JP Bim-Nyi is a Burundian artist based in the United Kingdom. Burundi is a small country in East Africa with a bloody history and much less attention on the world stage. Bim-Nyi is no stranger to violence, survived the infamous Kibimba school massacre when he was 16 and just a few months later was about to lose his life for the second time in a gang shooting that left him seriously injured. With the help of a grant from the “The Hugh Pilkington Charitable Trust” based in Oxford, he moved to the United Kingdom to study and has lived there ever since. But he has not forgotten his homeland, and as time passes, he tries to make sense of the society in which he grew up and music helps him to follow this path.

Self-taught musician, he has been part of a multitude of bands and projects since 2002. Mantilla Band in 2003; “Slow Me”, his first solo E.P., in 2008; the hit “Agahengwe” sung in his native language; the band Lostchild with whom he reached the semifinals of the Emergenza Festival in 2010; solo concert for the 60th anniversary of Acnur in 2010; the rock-soul band Saints Patience; or the tribute to Otis Redding with Jezebel Sextet.

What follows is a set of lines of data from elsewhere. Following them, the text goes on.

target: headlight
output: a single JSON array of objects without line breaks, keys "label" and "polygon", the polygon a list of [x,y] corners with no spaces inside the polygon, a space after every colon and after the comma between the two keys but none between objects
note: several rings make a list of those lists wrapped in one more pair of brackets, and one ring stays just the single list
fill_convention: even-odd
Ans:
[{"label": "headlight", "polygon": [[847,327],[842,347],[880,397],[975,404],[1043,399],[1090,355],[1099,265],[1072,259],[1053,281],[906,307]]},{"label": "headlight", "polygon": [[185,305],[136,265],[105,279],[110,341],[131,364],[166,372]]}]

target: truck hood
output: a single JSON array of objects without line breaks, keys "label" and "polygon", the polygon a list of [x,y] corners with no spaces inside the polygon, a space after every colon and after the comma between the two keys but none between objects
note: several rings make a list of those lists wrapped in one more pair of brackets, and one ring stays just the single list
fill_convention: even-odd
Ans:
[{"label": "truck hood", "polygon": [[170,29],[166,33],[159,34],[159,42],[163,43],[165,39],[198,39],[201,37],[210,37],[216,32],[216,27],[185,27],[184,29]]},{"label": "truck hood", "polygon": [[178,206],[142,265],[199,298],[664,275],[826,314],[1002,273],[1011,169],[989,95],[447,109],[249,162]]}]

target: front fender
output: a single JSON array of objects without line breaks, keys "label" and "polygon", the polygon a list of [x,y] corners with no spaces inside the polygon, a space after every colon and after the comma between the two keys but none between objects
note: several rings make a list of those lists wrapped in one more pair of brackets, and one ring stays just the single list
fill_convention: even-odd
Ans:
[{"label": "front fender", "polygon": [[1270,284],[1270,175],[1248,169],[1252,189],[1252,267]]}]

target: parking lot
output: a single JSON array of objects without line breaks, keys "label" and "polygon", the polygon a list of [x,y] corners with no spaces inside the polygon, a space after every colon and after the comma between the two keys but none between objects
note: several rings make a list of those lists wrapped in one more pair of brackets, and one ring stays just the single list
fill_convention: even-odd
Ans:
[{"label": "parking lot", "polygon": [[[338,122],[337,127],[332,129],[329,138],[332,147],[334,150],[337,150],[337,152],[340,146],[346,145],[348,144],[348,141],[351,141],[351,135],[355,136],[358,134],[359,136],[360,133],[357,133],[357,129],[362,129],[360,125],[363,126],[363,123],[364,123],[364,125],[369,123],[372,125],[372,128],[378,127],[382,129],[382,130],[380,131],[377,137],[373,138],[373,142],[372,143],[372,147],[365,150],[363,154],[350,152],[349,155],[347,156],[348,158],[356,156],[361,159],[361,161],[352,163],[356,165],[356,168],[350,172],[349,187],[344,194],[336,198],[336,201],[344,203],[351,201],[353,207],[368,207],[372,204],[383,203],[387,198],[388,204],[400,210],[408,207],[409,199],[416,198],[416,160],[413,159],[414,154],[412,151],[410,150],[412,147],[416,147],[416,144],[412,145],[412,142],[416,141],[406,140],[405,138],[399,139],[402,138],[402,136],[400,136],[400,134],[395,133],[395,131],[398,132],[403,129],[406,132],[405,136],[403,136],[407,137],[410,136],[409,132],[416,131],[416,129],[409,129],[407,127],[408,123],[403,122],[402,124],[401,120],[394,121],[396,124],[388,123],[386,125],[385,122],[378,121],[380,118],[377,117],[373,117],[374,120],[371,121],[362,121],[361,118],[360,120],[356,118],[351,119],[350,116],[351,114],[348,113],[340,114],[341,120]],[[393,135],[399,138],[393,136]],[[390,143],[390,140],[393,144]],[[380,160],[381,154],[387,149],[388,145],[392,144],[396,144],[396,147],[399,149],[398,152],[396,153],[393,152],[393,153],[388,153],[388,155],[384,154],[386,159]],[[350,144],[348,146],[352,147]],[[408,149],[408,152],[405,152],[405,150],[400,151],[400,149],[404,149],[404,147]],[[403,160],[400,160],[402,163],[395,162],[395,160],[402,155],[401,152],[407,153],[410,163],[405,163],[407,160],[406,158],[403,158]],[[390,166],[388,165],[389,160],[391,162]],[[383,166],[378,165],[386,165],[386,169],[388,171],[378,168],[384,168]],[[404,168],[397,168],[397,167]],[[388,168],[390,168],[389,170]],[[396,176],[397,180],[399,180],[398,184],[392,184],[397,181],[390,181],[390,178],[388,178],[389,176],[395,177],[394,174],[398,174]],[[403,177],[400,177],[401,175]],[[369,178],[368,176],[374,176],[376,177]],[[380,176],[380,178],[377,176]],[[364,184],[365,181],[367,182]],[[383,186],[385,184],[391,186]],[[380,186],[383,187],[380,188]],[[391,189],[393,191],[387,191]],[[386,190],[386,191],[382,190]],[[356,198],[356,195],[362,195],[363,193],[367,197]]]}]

All this brings us to The Black Belts, band of 6 renowned musicians of the Madrid scene (Rodrigo Díaz on drums, Pablo Cano on bass, Fernando Vasco on guitar, Álex Lárraga on keys, and Ricardo Martínez and Rafael Díaz on trumpet and saxophone respectively) formed in the studios of TucXone Records, where they have shaped their debut “Free Me”, a work overflowing with ‘swamp soul’. Guitars, keyboards, a section of brass, and the enveloping voice of Bimeni, all prepared to make you dance to the beat of rhythm’n’blues.